Cocoa farmers in West Africa are likely to receive 3.5 to 6.4 per cent of the value of a chocolate bar, compared with around 16 per cent in the 1980s. Over the same period, the manufacturers' share has increased from 56 to 70 per cent and the retailers' from 12 to 17 per cent. Often their children can see no future in cocoa: the average age of a cocoa farmer in West Africa is 51 years.

In response, chocolate companies and industry bodies have set up more than sixty projects to address supply chain sustainability. These are mainly focused on training cocoa farmers to increase production and improve quality.

The briefing argues rightly that sustainability "means more than just increasing production,it also means ensuring that farmers are able to capture a greater share of the value of the industry overall". Smallholder farmers need to be able to make a living and their children need to see a viable future in the industry.

This week is actually the 10-year anniversary of the signing of the Harkin-Engel Protocol – a voluntary agreement by most of the big chocolate companies to put an end to forced child labour on cocoa farms in Ghana and Cote d’Ivoire.

The authoritative Tulane University studies overseeing these efforts over the last decade conclude that though there has been action from the chocolate industry and “significant evidence of impact”, industry funding has simply not been sufficient to achieve the goal of eliminating the worst forms of child labour.

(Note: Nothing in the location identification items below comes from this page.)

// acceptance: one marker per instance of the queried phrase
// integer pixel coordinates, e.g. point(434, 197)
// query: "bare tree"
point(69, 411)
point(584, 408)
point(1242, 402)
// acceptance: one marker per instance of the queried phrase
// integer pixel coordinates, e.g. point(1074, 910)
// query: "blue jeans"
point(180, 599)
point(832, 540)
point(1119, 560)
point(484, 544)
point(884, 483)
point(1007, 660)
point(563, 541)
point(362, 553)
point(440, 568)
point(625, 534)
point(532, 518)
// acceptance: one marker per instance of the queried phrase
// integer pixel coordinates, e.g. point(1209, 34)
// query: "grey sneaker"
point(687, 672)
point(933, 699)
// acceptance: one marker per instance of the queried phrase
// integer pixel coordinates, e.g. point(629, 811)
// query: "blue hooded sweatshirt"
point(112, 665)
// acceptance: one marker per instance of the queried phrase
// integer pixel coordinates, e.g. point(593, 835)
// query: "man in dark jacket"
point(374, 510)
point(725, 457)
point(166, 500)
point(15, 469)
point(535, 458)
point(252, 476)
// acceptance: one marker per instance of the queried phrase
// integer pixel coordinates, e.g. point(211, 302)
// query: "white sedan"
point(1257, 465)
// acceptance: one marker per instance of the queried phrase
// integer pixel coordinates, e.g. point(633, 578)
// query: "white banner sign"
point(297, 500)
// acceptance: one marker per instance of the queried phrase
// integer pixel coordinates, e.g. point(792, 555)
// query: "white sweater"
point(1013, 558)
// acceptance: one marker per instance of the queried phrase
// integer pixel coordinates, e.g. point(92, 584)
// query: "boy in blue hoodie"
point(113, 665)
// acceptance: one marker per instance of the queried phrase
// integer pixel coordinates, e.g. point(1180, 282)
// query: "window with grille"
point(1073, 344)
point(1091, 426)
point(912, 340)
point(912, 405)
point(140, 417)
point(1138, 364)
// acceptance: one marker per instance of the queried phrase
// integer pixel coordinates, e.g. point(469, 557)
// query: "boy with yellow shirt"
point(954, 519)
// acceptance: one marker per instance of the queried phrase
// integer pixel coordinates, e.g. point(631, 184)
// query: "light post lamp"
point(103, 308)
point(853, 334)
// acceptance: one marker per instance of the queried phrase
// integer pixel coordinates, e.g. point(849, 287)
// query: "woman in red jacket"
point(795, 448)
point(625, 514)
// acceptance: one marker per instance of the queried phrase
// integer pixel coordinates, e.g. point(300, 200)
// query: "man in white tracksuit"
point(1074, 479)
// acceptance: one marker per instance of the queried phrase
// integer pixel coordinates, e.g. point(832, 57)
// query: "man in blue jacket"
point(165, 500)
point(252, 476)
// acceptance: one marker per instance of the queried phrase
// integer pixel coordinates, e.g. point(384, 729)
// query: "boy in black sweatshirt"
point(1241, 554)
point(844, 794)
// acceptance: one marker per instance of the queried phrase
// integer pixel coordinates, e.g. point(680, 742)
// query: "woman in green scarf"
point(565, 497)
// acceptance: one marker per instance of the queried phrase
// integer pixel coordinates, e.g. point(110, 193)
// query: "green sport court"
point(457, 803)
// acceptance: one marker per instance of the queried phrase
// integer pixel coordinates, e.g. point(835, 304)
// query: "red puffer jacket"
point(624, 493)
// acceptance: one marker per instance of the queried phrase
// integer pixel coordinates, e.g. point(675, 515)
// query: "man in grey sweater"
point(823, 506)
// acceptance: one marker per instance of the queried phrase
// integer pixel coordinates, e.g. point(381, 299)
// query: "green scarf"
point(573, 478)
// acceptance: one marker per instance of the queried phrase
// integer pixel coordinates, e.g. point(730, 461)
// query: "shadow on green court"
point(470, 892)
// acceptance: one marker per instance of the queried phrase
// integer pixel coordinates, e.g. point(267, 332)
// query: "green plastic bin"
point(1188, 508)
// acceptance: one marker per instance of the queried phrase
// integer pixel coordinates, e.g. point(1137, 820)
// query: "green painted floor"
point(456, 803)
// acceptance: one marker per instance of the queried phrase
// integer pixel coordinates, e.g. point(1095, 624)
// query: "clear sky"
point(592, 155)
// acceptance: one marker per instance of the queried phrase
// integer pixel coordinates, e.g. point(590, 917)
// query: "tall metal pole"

In Trading Visions' Chocolate Scorecard 2011, we survey the chocolate industry's investments in a sustainable supply chain and come to a similar conclusion:

There are encouraging signs that chocolate companies, big and small, are taking significant steps towards sustainable business practices and a more equitable chocolate supply chain. Yet it is clear from this scorecard that they could be doing much more. In particular, the industry giants are only sharing crumbs from the table. It’s time to scale up.